- Relator(a)
- Ministra Regina Helena Costa
- Órgão julgador
- Primeira Turma
- Data do julgamento
- 01/03/2021
- Data de publicação
- 05/03/2021
STJ – Acórdão, Rel. Ministra Regina Helena Costa, Primeira Turma, j. 01/03/2021, p. 05/03/2021
PROCESSUAL CIVIL. AGRAVO INTERNO NO RECURSO ESPECIAL. CÓDIGO DE PROCESSO CIVIL DE 2015. APLICABILIDADE. AÇÃO CIVIL PÚBLICA POR ATO DE IMPROBIDADE ADMINISTRATIVA. RECEBIMENTO DA INICIAL. JUSTA CAUSA. AUSÊNCIA. REVISÃO. IMPOSSIBILIDADE. SÚMULA N. 07/STJ. INCIDÊNCIA. ARGUMENTOS INSUFICIENTES PARA DESCONSTITUIR A DECISÃO ATACADA. APLICAÇÃO DE MULTA. ART. 1.021, § 4º, DO CÓDIGO DE PROCESSO CIVIL DE 2015. DESCABIMENTO. I - Consoante o decidido pelo Plenário desta Corte na sessão realizada em 09.03.2016, o regime recursal será determinado pela data da publicação do provimento jurisdicional impugnado. In casu, aplica-se o Código de Processo Civil de 2015. II - O tribunal de origem, após minucioso exame dos elementos fáticos e probatórios contidos nos autos, consignou não existir justa causa para o recebimento da ação, porquanto ausentes indícios do cometimento de atos ímprobos. Rever tal conclusão, com o objetivo de acolher a pretensão recursal, demandaria necessário revolvimento de matéria fática, o que é inviável em sede de recurso especial, à luz do óbice contido na Súmula n. 07 desta Corte.
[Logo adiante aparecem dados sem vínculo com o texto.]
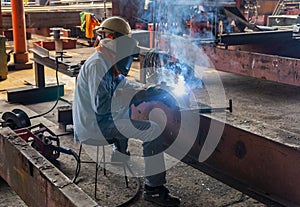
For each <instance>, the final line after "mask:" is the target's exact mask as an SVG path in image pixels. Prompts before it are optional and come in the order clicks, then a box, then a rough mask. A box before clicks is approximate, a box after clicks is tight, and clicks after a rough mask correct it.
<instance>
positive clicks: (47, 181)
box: [0, 128, 99, 207]
mask: <svg viewBox="0 0 300 207" xmlns="http://www.w3.org/2000/svg"><path fill="white" fill-rule="evenodd" d="M0 176H1V177H2V178H3V179H4V180H5V181H6V182H7V183H8V184H9V185H10V186H11V188H12V189H13V190H14V191H15V192H16V193H17V194H18V195H19V196H20V197H21V199H22V200H23V201H24V202H25V203H26V204H27V205H28V206H32V207H41V206H56V207H73V206H99V205H98V204H97V203H96V202H95V201H94V200H93V199H92V198H90V197H89V196H88V195H87V194H86V193H84V192H83V191H82V190H81V189H80V188H79V187H78V186H77V185H76V184H74V183H72V182H71V180H70V179H69V178H68V177H66V176H65V175H64V174H63V173H62V172H61V171H59V170H58V169H57V168H56V167H55V166H54V165H52V164H51V163H50V162H49V161H48V160H46V159H45V158H44V157H43V156H42V155H40V154H39V153H38V152H37V151H36V150H35V149H33V148H32V147H31V146H30V145H28V143H26V142H25V141H24V140H23V139H21V138H20V137H18V136H16V134H15V133H14V132H13V131H12V130H10V129H9V128H4V129H1V133H0Z"/></svg>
Precedentes. III - Não se desconhece a orientação desta Corte segundo a qual, na fase de recebimento da inicial da ação civil pública de improbidade administrativa, é suficiente a demonstração de indícios da prática do ilícito, ou, fundamentadamente, as razões de sua não apresentação, em homenagem ao princípio do in dubio pro societate. Todavia, tal entendimento encontra limite na análise da justa causa para a ação de improbidade administrativa, sendo de rigor a rejeição da exordial quando não evidenciados, ao menos, indícios suficientes da prática de conduta ímproba. IV - Não apresentação de argumentos suficientes para desconstituir a decisão recorrida. V - Em regra, descabe a imposição da multa, prevista no art. 1.021, § 4º, do Código de Processo Civil de 2015, em razão do mero improvimento do Agravo Interno em votação unânime, sendo necessária a configuração da manifesta inadmissibilidade ou improcedência do recurso a autorizar sua aplicação, o que não ocorreu no caso. VI - Agravo Interno improvido. (AgInt no AgInt no REsp n. 1.660.310/SP, relatora Ministra Regina Helena Costa, Primeira Turma, julgado em 1/3/2021, DJe de 5/3/2021.)